Step 4. READ the CLAUDE.md (this is the most important step in this entire post)
I’m not joking. This one step is worth more than the other seven combined.
Open the file the AI just wrote. Read every line. Ask yourself:
Does this actually describe what I want?
Are there weird assumptions baked in that I didn’t ask for?
Does the voice sound like me, or like corporate blog filler?
Is there anything in here that surprises me?
Edit it until it reads like you wrote it. Remove anything you don’t understand. Add anything the model forgot. This file is the brain of your agent. If it’s wrong, every single thing downstream of it will also be wrong, and you’ll spend hours later chasing a ghost that started right here on day one. More on why in the mistakes section.

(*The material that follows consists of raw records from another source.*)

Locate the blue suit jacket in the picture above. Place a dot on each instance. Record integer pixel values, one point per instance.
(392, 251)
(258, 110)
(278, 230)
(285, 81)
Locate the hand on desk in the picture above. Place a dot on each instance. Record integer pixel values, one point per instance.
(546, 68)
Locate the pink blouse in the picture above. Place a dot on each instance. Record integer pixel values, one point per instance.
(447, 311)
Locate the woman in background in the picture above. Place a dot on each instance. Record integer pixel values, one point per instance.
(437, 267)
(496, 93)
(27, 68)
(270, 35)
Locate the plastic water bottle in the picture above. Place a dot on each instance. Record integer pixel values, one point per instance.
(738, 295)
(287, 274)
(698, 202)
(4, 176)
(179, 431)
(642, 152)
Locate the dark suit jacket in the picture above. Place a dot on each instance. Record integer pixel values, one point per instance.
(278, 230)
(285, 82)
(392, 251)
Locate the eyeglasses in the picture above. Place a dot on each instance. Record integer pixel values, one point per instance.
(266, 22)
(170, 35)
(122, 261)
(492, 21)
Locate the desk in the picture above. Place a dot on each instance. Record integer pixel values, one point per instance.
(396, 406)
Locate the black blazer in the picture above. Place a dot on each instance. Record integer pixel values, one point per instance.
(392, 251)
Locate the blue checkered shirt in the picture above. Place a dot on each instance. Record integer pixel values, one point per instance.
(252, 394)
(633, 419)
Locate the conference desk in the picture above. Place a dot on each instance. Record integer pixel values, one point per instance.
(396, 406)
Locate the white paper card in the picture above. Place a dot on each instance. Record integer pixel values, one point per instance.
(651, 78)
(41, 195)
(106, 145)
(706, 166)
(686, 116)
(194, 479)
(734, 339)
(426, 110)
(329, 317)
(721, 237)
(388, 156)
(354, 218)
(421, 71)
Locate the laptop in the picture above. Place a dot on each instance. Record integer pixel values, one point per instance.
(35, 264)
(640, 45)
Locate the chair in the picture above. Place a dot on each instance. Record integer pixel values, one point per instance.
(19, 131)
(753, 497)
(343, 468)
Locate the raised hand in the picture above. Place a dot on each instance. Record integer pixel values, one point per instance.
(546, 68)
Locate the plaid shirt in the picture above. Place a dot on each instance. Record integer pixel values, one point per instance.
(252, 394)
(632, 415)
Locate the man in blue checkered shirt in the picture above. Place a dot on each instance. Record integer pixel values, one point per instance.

Step 5. Tell it what to automate (around thirty minutes)
Now the actual building. Here’s the key thing to understand, and it’s the reason I’m not writing out a bunch of code for you to copy: you don’t have to. You can just describe what you want in plain language, and the harness will figure out the rest.
Back to your harness. Say something like:
I want the first thing in projects/morning-email to read my email inbox, pull the last 12 hours of unread messages, and hand them off to be summarized. The end result should be a one-paragraph summary of what actually matters. Figure out the best way to do this on my setup and walk me through it step by step.
That’s it. That’s the entire prompt. No code, no jargon, no pretending you know what a shell script is.
A good harness, which is all of them these days, will then ask you follow-up questions. What email provider do you use? Mac, Windows, or Linux? Do you already have API credentials? Do you want this to run on a schedule, or only when you ask for it? It’ll figure out the right tool for the job and explain each step as it goes. You just answer the questions honestly.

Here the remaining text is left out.